Wengki melihat betapa pentingnya korporasi yang terlibat dalam kejahatan lingkungan disanksi pidana. Sebab hal bisa berdampak terhadap pemanfaatan ruang laut ilegal lainnya di Sumbar yang tak berizin.
"Misalnya, sudah rahasia umum sebagai besar tambak-tambak udang juga tak punya izin. Apakah kemudian perusahaan yang tak berizin itu dikenakan sanksi adminstrasi saja oleh pemerintah, lalu suruh urus izin. Preseden inilah yang kemudian memberikan impunitas bagi penjahat lingkungan," katanya.
"Orang akan lebih mudah melanggar ketentuan undang-undang dulu, nanti toh kita akan diberi sanksi adminstrasi saja. Jadi mereka tidak urus izin dulu. Aktivitas dulu, ketika sudah ditegur barulah mereka urus izin," Wengki melanjutkan.
Dia menegaskan, preseden di atas harus diputus dalam penegakan hukum kasus perusakan terumbu karang di Pantai Polimo. "Meskipun tantangannya akan sangat besar. Karena dibutuhkan keberanian untuk itu, karena apabila berhasil, akan berefek terhadap kasus-kasus lain," tegasnya.
Tindakan perusakan ekosistem terumbu karang itu, sebut Wengki, dapat dikenakan sanksi pidana sebagaimana yang diatur dalam Pasal 73 Undang-Undang Pengelolaan Wilayah Pesisir dan Pulau-Pulau Kecil.

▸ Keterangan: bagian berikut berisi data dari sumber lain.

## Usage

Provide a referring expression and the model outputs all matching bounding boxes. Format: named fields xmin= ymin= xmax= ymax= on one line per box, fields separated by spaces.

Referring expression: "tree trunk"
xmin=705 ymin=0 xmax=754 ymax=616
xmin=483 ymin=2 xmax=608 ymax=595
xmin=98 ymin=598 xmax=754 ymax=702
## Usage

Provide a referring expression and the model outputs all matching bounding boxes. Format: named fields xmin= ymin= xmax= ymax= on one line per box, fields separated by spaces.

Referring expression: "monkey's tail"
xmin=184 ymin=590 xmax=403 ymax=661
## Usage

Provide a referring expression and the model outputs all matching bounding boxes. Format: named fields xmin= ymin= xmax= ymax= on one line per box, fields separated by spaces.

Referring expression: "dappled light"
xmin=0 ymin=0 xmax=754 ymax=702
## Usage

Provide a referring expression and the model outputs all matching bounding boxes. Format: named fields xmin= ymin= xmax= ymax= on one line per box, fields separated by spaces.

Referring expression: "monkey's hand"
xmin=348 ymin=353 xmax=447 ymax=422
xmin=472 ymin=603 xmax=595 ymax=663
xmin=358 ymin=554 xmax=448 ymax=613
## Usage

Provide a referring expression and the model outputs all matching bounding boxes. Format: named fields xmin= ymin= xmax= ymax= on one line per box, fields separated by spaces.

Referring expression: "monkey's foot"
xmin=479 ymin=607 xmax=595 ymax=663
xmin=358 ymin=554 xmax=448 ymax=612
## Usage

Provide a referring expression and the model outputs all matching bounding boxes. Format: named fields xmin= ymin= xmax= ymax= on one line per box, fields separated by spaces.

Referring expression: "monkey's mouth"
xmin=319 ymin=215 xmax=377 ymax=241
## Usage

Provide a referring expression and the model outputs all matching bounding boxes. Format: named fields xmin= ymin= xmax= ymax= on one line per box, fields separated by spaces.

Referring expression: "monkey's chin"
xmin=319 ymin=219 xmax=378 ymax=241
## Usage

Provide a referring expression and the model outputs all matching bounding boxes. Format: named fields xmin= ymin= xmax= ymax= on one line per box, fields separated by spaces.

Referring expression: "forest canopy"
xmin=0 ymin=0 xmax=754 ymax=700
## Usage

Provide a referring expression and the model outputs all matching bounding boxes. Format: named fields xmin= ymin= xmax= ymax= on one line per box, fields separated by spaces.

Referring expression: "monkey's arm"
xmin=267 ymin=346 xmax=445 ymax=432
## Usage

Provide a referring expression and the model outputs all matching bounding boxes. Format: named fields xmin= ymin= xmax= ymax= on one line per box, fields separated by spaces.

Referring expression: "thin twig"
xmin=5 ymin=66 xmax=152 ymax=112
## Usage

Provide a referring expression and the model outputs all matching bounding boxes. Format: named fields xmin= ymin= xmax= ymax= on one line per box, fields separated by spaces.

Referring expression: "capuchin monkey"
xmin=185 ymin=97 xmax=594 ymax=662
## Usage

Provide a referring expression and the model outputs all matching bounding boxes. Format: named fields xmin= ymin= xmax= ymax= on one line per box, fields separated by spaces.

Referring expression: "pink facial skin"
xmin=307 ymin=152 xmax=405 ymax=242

Baca juga: Polda Sumbar Mulai Penyelidikan Dugaan Perusakan Terumbu Karang di Mentawai
“Bagi yang merusak ekosistem terumbu karang, seperti diatur dalam Pasal 73 ini, dapat dipidana penjara paling lama 10 tahun dan denda paling banyak Rp 10 miliar,” tutur Wengki.